Beginning on January 10, 1955 the show began using a segment where a relative of a famous celebrity would appear, and the panel had to guess the celebrity. Ill-fitting for the show's premise, and not even played every week, it was discontinued on June 13.
Product Placement: Compared to some of Name's fellow shows of the era, the sponsor elements were very low-key, consisting of mainly just a company icon (an "S" for Swanson, the mermaid for Chicken of the Sea, etc.) on the default positions of the scoreboard. Swanson presented live in-studio frying of its chicken for its commercials, and bits remain in some GSN airings of Lewis reacting to the tempting aroma of fried chicken.
The biggest product placement came with the Ralston sponsorship, as the company redid the whole set and curtains in its trademark checkerboard-square pattern.
Real-Life Relative: Two examples back-to-back on April 18, 1955. First, Ray Goulding's son appeared as the first contestant, his card reading "Ray's Son (Bob had nothing to do with it)"; then that night's guest, Leo Durocher, had a "Secret Wish" that was guessed by his wife on the panel (Lorraine Day).
Red Scare: Yes, even in a game show.
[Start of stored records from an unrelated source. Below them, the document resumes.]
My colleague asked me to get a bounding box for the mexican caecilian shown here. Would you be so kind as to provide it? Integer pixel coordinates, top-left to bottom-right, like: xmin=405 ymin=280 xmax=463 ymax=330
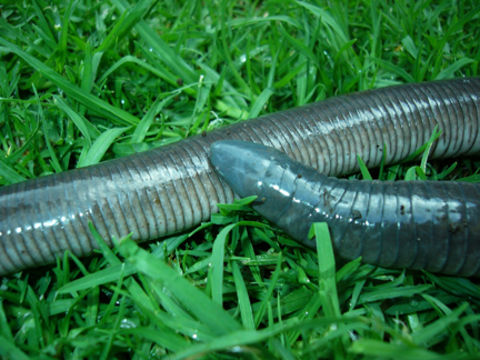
xmin=0 ymin=78 xmax=480 ymax=274
xmin=211 ymin=140 xmax=480 ymax=276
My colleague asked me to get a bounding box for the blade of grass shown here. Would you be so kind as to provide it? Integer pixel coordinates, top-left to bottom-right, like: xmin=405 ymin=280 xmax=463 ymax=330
xmin=0 ymin=37 xmax=139 ymax=125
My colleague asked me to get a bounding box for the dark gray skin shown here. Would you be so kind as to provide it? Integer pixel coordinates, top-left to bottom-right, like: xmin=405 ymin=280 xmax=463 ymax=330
xmin=211 ymin=140 xmax=480 ymax=277
xmin=0 ymin=78 xmax=480 ymax=274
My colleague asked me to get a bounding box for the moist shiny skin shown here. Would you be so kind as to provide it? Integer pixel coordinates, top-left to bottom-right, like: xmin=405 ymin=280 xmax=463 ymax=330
xmin=211 ymin=140 xmax=480 ymax=276
xmin=0 ymin=78 xmax=480 ymax=274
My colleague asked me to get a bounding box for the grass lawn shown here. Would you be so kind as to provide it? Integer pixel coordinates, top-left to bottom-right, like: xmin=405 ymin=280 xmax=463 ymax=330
xmin=0 ymin=0 xmax=480 ymax=360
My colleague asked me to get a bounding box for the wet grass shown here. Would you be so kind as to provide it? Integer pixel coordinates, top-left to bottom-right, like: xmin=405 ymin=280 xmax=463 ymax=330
xmin=0 ymin=0 xmax=480 ymax=359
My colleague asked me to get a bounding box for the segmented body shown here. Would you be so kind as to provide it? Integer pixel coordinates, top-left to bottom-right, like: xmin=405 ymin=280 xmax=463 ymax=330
xmin=0 ymin=78 xmax=480 ymax=274
xmin=211 ymin=140 xmax=480 ymax=276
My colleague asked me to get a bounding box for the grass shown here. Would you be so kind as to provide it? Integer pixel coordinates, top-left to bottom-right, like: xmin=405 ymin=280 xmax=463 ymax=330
xmin=0 ymin=0 xmax=480 ymax=359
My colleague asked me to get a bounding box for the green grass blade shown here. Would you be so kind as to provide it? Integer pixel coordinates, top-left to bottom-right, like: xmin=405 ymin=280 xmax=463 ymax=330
xmin=0 ymin=37 xmax=139 ymax=125
xmin=77 ymin=128 xmax=127 ymax=168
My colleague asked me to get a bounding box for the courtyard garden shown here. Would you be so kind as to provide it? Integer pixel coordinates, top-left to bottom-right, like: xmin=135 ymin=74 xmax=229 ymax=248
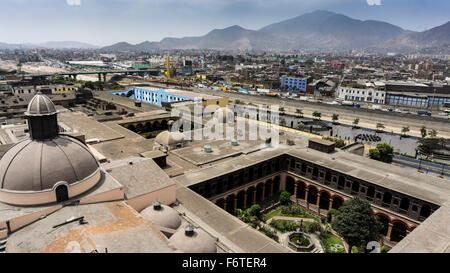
xmin=237 ymin=192 xmax=389 ymax=253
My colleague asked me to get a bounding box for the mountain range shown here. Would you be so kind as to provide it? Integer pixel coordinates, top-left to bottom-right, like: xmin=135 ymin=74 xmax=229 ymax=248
xmin=0 ymin=10 xmax=450 ymax=52
xmin=0 ymin=41 xmax=99 ymax=49
xmin=101 ymin=10 xmax=450 ymax=51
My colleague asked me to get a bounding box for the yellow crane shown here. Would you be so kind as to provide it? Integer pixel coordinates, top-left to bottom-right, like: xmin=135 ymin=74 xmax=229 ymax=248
xmin=166 ymin=55 xmax=170 ymax=81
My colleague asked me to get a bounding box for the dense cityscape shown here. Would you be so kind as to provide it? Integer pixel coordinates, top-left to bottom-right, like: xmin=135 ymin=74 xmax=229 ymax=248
xmin=0 ymin=1 xmax=450 ymax=268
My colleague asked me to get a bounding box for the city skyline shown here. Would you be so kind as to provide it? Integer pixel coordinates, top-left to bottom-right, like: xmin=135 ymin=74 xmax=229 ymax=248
xmin=0 ymin=0 xmax=450 ymax=46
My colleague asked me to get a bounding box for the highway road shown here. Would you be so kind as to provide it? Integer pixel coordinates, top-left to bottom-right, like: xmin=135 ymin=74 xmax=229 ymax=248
xmin=184 ymin=88 xmax=450 ymax=138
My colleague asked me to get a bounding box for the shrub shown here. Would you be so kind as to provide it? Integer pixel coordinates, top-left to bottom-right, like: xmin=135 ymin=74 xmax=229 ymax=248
xmin=270 ymin=220 xmax=299 ymax=233
xmin=306 ymin=222 xmax=321 ymax=233
xmin=322 ymin=136 xmax=345 ymax=148
xmin=259 ymin=227 xmax=279 ymax=242
xmin=280 ymin=191 xmax=291 ymax=205
xmin=327 ymin=208 xmax=336 ymax=223
xmin=281 ymin=205 xmax=303 ymax=216
xmin=369 ymin=143 xmax=394 ymax=163
xmin=380 ymin=245 xmax=391 ymax=253
xmin=248 ymin=204 xmax=261 ymax=216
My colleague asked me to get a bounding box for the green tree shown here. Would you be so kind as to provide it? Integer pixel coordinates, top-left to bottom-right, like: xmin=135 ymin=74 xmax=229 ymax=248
xmin=313 ymin=111 xmax=322 ymax=119
xmin=377 ymin=123 xmax=386 ymax=130
xmin=353 ymin=118 xmax=359 ymax=127
xmin=402 ymin=126 xmax=409 ymax=135
xmin=332 ymin=197 xmax=382 ymax=252
xmin=327 ymin=208 xmax=336 ymax=223
xmin=331 ymin=114 xmax=339 ymax=122
xmin=369 ymin=143 xmax=394 ymax=163
xmin=420 ymin=126 xmax=427 ymax=138
xmin=428 ymin=129 xmax=437 ymax=138
xmin=248 ymin=204 xmax=261 ymax=216
xmin=280 ymin=191 xmax=291 ymax=205
xmin=306 ymin=222 xmax=321 ymax=233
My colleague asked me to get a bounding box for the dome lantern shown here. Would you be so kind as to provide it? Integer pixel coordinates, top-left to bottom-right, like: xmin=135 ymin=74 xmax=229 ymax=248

Mark Goodsonstated that "for whatever reason, no doubt budgetary, ABC did not maintain an elaborate monitoring department, and it soon became clear that here was a venue where I could use otherwise blacklisted performers." One of them was Name regular Abe Burrows, who had been cleared of any Communist ties but still couldn't be on TV. Despite a massive amount of (organized) letters calling for his ousting, Goodson refused to remove Burrows from the show until a Syracuse supermarket owner began a campaign to boycott Swanson's products by claiming the Name sponsor was using consumer funds to hire Communists — and the campaign snowballed to the point where many retailers stopped carrying Swanson items altogether. Finally, in November 1952, Goodson was kindly told that even though Burrows was innocent, Swanson just couldn't risk going bankrupt.
Mark Goodson: So Abe was axed. When I informed Burrows of the bad news, he understood. He'd been aware of the situation and thanked us for keeping him on as long as we had. Luckily, Abe was not really damaged since he had a major hit on Broadway.
Take That: The April 25, 1955 episode seemed specifically designed to mock Arthur Godfrey's firing of Julius LaRosa sixteen months earlier. Considering the hosts at this point were Bob & Ray, who had already spoofed Godfrey and his show on their radio program, this wasn't surprising.